Monday, June 11, 2012

The Road

Cormac McCarthy's The Road is a tough read. It takes away all the action, oddity, and adventure that most post-apocalyptic novels deliver, and leaves in just the bleakness. And yet, it's really about more than that; it's about how, when everything else is gone, what you have left is your love for people, and how that alone is enough to live for.

It's the story of a father and his son, trying to survive in the ashes of our civilization. Something happened, and civilization ended, and most people just died. Most of the survivors have joined murderous gangs or insane cults. The father and his son are just traveling through the remains of our civilization. They are, they remind themselves, "The Good Guys", who "carry the flame". They struggle to find food and shelter, day after day. The son was born after the end of civilization; he has only ever known this world, and has spent his entire life only in the company of his parents. Through this hopeless, dangerous, terrible world, they keep each other going, and each is the reason the other keeps going.

I found this novel hard to put down. I read most of it today, and I don't often read most of a novel in a day.
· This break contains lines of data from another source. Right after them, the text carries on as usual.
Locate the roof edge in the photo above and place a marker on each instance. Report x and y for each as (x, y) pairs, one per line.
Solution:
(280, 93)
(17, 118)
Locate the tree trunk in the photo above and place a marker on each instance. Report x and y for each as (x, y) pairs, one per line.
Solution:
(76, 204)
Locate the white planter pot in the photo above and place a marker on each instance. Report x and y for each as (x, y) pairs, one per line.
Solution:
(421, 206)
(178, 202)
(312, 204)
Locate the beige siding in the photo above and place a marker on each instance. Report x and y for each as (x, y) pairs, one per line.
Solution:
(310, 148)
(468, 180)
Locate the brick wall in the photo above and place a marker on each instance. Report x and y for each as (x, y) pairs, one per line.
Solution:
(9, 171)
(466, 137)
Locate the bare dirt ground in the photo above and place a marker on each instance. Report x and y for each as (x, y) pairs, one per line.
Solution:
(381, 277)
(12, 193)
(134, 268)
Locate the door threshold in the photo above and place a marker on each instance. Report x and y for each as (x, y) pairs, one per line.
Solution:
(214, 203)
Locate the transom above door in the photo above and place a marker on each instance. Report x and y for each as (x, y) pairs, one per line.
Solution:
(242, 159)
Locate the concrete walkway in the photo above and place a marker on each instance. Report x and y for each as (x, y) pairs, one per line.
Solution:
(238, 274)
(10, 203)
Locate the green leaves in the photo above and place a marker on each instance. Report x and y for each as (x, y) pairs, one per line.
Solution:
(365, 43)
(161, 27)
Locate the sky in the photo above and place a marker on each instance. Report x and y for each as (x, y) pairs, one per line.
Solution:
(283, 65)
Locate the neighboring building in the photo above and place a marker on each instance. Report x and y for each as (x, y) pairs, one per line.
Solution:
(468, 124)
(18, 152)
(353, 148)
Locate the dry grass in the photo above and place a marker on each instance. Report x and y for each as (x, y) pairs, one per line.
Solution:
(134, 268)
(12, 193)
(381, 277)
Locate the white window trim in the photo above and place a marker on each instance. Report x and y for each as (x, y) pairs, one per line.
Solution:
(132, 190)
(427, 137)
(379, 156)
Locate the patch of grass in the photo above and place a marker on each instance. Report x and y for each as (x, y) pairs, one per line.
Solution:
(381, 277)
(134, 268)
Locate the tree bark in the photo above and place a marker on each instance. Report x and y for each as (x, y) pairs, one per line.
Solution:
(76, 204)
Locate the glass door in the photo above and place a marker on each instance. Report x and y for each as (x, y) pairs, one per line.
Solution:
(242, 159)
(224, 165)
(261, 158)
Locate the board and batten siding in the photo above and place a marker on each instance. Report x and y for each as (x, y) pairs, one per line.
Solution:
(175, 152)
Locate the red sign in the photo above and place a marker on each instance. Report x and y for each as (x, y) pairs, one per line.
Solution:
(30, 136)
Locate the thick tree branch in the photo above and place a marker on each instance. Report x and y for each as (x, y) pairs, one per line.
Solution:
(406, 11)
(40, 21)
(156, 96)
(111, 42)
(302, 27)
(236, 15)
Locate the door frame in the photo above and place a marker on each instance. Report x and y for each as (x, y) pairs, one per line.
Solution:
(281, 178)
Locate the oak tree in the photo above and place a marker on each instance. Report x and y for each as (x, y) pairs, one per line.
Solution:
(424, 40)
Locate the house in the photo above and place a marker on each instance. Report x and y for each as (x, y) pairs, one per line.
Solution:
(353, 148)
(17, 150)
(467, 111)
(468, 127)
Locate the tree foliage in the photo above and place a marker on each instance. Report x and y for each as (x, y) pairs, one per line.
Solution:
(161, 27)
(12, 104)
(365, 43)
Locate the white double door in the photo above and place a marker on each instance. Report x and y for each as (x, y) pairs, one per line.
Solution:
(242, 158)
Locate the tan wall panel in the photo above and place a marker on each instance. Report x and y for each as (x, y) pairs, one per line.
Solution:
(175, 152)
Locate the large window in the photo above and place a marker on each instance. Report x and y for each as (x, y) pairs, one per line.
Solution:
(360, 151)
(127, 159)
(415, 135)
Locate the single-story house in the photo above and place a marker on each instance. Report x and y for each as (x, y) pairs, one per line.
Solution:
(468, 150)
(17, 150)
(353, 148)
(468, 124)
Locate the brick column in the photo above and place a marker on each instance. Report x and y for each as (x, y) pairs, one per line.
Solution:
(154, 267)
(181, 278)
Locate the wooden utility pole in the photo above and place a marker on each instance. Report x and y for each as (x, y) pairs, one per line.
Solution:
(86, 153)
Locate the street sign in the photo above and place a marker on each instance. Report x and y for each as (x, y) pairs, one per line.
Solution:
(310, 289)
I've got a presentation to prepare for (the first presentation I'll be giving on my PhD topic), and I should have been spending my evening doing that, but instead I just read. It's a novel I've heard about often, and have been warned about the overwhelming bleakness of it, and how depressing it is to read, but that's not what I got from this book. To me, it was more about the bonds of family, and the love of a parent for their children. It's a harrowing, but it reminds you of what is important in life.